Maharashtra Seamless Limited Urges Shareholders to Claim Unclaimed Dividends
Maharashtra Seamless Limited has formally notified shareholders whose dividends have remained unclaimed for seven consecutive years that their equity shares are liable to be transferred to the Investor Education and Protection Fund (IEPF) Authority during the financial year 2026-27. Individual notices were dispatched to the concerned shareholders on May 6, 2026, and the development was communicated to the stock exchanges on May 7, 2026, in compliance with Regulation 30 of SEBI (Listing, Obligations and Disclosure Requirements) Regulations, 2015, read with SEBI Master Circular No. HO/49/14/14(7)2025-CFD POD2/1/3762/2026 dated January 30, 2026.
The action is mandated under Section 124(6) of the Companies Act, 2013, read with the Investor Education and Protection Fund Authority (Accounting, Audit, Transfer and Refund) Rules, 2016, as amended from time to time and notified by the Ministry of Corporate Affairs. Under these provisions, companies are required to transfer shares in respect of which dividends have not been claimed for seven consecutive years to the IEPF set up by the Central Government. In the case of Maharashtra Seamless, the unclaimed dividend period commences from the financial year 2018-19.
Shareholders are urged to act before the stipulated deadline to avoid the involuntary transfer of their holdings. The following key details summarize the action required:
- Notice Dispatch Date: May 6, 2026 - Exchange Intimation Date: May 7, 2026 - Unclaimed Dividend Period Commencing: Financial Year 2018-19 - Deadline to Claim Dividends: October 15, 2026 - Registrar and Transfer Agent: Alankit Assignments Limited (Unit – Maharashtra Seamless Limited) - RTA Address: Alankit House, 4E/2, Jhandewalan Extension, New Delhi-110055 - Corporate Office (Claim Submission): Plot No. 30, Institutional Sector-44, Gurugram-122003
The process for claiming outstanding dividends involves submitting claims to the Company Secretary at the Corporate Office or to the Registrar and Transfer Agent. The documentation requirements differ based on the mode of holding:
For shares held in demat form: - Self-attested copy of the Client Master List - Payment will be remitted electronically to the bank account registered against the demat account
For shares held in physical form: - Investor Service Request Forms ISR-1, ISR-2, SH-13 (Nomination Form) or ISR-3 (opting out of Nomination), duly filled as per instructions - Supporting documents including an original cancelled cheque leaf stating the account holder's name - Investor Service Request Forms are available on the Company's website at www.jindal.com
If dividends remain unclaimed by October 15, 2026, the concerned equity shares will be transferred to the IEPF. For shares held in physical form, the transfer will be effected by issuing duplicate share certificates, upon which the original share certificates will be deemed cancelled and non-negotiable. For shares held in demat form, the Company will issue appropriate corporate action instructions to the Depositories. Following the transfer, any corporate benefits arising from the shareholding will be credited to the IEPF.

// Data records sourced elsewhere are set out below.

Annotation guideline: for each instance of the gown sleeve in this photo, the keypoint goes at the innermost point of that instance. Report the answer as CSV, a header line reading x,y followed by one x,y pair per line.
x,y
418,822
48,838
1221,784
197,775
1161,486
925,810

Shareholders whose shares and dividends have been transferred to the IEPF retain the right to reclaim them. The reclaim process involves submitting the required documents to the Company to obtain an Entitlement Letter, followed by filing an online application in the prescribed e-Form IEPF-5, available on the Ministry of Corporate Affairs website at www.mca.gov.in. Details of affected shareholders and shares are available on the Company's website. The communication was signed by Ram Ji Nigam, Company Secretary, Maharashtra Seamless Limited.
Maharashtra Seamless Limited has also announced the voluntary closure of its subsidiary Internovia Natural Resources FZ LLC, which has been struck off. The company made this disclosure on April 9, 2026, in compliance with Regulation 30 of the SEBI (Listing Obligations and Disclosure Requirements) Regulations, 2015. The subsidiary's financial contribution to the parent company was minimal during the financial year ended March 31, 2025. According to the disclosure, Internovia Natural Resources FZ LLC had no operational income but maintained a net worth of 0.40 Crore.

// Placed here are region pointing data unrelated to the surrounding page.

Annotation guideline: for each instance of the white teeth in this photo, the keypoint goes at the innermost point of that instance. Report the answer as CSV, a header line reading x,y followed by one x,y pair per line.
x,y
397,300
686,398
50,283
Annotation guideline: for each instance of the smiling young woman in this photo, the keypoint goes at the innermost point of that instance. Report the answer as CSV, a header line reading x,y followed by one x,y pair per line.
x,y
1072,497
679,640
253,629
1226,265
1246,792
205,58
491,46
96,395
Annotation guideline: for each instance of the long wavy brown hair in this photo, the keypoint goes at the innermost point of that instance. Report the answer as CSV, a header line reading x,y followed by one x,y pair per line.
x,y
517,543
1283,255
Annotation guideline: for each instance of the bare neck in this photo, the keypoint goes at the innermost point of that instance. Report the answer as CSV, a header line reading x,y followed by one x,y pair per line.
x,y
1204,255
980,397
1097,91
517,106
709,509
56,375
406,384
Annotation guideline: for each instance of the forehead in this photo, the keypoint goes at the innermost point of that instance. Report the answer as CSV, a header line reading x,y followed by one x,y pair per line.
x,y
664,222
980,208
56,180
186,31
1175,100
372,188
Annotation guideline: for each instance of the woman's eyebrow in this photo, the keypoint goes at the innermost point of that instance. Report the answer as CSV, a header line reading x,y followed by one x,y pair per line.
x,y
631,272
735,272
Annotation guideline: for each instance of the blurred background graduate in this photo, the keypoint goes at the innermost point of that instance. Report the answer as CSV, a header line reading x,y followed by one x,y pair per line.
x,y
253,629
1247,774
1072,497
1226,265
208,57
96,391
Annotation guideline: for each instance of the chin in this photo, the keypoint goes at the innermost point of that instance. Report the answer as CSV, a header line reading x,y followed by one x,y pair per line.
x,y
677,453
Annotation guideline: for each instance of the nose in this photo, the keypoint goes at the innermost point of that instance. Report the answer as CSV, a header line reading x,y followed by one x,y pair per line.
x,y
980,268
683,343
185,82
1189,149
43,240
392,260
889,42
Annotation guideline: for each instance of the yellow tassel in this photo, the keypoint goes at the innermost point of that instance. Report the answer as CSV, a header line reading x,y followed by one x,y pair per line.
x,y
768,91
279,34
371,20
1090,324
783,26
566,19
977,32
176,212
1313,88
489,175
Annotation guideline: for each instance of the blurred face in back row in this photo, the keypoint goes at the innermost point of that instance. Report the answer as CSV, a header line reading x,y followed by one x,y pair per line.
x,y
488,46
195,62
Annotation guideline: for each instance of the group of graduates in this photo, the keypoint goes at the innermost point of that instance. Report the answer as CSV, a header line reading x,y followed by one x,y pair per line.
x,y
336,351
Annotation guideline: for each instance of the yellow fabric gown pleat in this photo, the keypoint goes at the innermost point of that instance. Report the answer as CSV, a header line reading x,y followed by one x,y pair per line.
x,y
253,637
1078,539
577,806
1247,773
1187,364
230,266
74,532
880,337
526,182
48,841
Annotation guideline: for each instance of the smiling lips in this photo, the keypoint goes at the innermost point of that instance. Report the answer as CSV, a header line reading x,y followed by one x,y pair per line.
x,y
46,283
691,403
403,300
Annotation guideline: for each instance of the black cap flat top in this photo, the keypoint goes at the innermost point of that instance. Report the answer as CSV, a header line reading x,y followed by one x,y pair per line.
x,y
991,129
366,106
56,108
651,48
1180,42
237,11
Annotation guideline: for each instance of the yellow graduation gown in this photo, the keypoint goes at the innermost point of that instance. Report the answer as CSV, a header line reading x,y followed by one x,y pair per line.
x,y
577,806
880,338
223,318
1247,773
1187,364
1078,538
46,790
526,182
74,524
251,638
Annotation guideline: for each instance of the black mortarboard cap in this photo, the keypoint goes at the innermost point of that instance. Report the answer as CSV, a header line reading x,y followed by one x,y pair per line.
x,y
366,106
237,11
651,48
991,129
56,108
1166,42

The closure of Internovia Natural Resources FZ LLC represents a streamlining of Maharashtra Seamless Limited's corporate structure. Given the subsidiary's nil income contribution and minimal net worth of 0.40 crore, the closure appears to be an administrative decision to optimize the company's subsidiary portfolio. The disclosure confirms that this transaction does not involve any sale or disposal arrangements and will not have any impact on the company's operations or financial position.